What happens if it's down to the two of us, if we both make it to the finals and we're the last two tributes left? I won't be able to kill Annalies. She'll have to kill me. That will be terrible, having my own sister kill me. Maybe she won't. Maybe we'll die together, and there will be no winner of the 150th Hunger Games. But that's doubtful. I should be thinking about surviving these current Games, not the finals, and I don't even think I'll get there, so what's the point in thinking about all the 'what if's? My thoughts are just going around in circles.

"Are you thinking about any alliances?" My District partner, Ted, asks thoughtfully. No, I'm not. I'm going to try to survive just like Annalies did. Maybe it'll work for me, too. Maybe it won't. But I'm going solo, it seems like my best bet. I don't tell Ted that, though. I really don't want anyone knowing about my plan, or, should I say, Annalies's plan. He might come and try to kill me. Then again, he doesn't seem like the kind of person to do that, just curious.

"I'm not sure yet," I say vaguely. Better safe than sorry. "I don't even know if an alliances are forming yet." And even if there are, I'm not planning on joining one.

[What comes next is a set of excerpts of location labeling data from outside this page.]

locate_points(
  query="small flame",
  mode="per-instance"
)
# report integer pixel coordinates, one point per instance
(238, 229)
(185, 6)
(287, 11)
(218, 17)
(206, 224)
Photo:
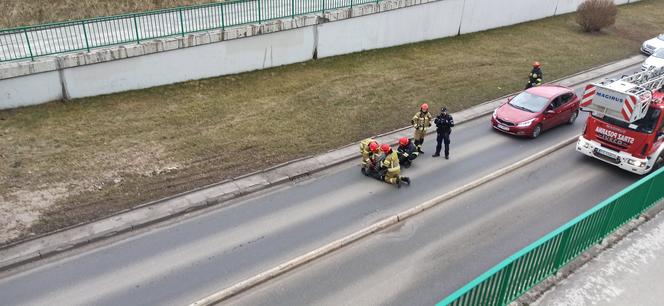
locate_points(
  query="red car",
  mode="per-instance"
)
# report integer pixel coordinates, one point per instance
(535, 110)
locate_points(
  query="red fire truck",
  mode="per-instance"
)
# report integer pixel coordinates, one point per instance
(626, 123)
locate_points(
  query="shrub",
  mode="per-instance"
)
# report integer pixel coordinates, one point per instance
(593, 15)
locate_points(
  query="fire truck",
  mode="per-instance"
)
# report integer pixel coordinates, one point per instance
(625, 126)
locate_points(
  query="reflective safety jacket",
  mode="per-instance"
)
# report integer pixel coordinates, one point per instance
(409, 149)
(391, 162)
(535, 77)
(421, 120)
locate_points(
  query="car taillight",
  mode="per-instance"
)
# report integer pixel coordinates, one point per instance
(585, 127)
(645, 148)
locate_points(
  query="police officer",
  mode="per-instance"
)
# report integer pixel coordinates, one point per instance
(421, 121)
(407, 152)
(535, 76)
(444, 123)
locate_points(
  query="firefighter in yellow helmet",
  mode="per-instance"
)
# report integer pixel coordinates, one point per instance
(391, 171)
(365, 151)
(421, 121)
(535, 76)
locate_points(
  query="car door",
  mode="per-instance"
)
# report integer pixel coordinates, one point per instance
(566, 107)
(550, 118)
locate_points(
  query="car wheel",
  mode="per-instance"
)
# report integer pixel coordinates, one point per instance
(659, 162)
(573, 117)
(537, 131)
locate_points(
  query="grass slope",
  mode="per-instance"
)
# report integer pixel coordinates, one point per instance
(64, 163)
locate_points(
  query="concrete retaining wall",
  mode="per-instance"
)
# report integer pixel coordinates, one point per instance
(481, 15)
(251, 47)
(234, 56)
(392, 28)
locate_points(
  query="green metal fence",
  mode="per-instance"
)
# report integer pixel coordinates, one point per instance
(83, 35)
(517, 274)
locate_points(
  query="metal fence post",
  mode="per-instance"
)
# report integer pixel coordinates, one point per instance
(85, 35)
(27, 39)
(181, 22)
(222, 15)
(259, 11)
(138, 37)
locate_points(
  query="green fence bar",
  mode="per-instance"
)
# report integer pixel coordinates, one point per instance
(64, 37)
(27, 40)
(85, 36)
(517, 274)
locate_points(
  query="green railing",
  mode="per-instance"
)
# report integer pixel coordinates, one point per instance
(83, 35)
(517, 274)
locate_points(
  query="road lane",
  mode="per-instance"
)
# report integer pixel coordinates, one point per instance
(179, 263)
(424, 259)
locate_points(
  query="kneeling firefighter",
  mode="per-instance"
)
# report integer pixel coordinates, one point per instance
(390, 170)
(371, 159)
(407, 152)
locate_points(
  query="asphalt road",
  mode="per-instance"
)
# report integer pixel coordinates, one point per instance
(180, 262)
(428, 257)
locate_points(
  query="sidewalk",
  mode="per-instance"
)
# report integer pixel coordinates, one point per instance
(629, 273)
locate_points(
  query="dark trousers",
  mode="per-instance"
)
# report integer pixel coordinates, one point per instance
(440, 139)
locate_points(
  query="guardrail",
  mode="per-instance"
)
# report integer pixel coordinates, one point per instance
(84, 35)
(517, 274)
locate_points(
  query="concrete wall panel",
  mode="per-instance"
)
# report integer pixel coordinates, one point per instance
(228, 57)
(392, 28)
(567, 6)
(479, 15)
(31, 89)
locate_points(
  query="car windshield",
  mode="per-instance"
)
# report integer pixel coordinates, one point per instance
(659, 53)
(645, 125)
(529, 102)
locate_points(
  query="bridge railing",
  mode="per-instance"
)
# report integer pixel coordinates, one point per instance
(520, 272)
(83, 35)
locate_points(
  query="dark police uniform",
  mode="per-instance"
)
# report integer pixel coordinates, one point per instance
(444, 123)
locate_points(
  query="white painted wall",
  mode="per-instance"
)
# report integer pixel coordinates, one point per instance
(30, 90)
(479, 15)
(407, 25)
(233, 56)
(567, 6)
(400, 26)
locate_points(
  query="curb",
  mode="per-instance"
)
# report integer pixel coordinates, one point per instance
(42, 246)
(365, 232)
(549, 284)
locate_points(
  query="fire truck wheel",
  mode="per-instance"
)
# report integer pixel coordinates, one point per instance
(659, 162)
(573, 117)
(536, 131)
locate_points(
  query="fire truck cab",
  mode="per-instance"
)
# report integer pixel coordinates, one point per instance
(626, 124)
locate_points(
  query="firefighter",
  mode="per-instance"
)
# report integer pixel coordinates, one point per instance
(407, 152)
(535, 76)
(391, 171)
(421, 121)
(444, 123)
(371, 159)
(365, 151)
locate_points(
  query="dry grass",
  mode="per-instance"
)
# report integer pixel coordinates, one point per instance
(30, 12)
(113, 152)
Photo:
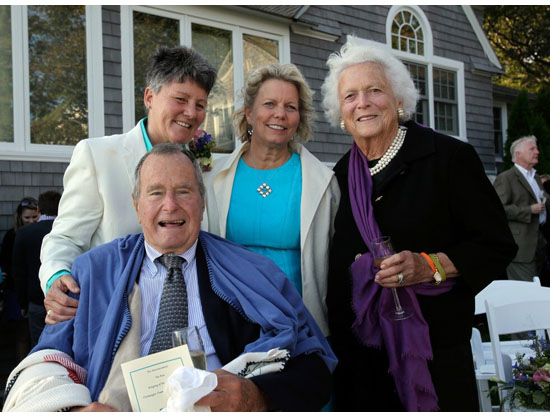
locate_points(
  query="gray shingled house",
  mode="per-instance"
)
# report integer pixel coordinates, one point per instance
(71, 72)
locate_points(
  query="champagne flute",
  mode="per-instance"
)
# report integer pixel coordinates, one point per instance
(190, 336)
(382, 248)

Then again, there was that alliance of three girls in the Games Annalies was in, and two of the three survived. Those are pretty good odds. I shake the thought off. There have been other alliances where all of the people have died. It's risky, and the circumstances will be different. The arena won't be the same, the people won't be the same, there may not be any convenient hiding places besides the Cornucopia. It'll be better to stick with my original plan than to change it now, when I've got a whole strategy planned out. I don't even know the other tributes.

Suddenly, the window goes dark. We've arrived at the Capitol.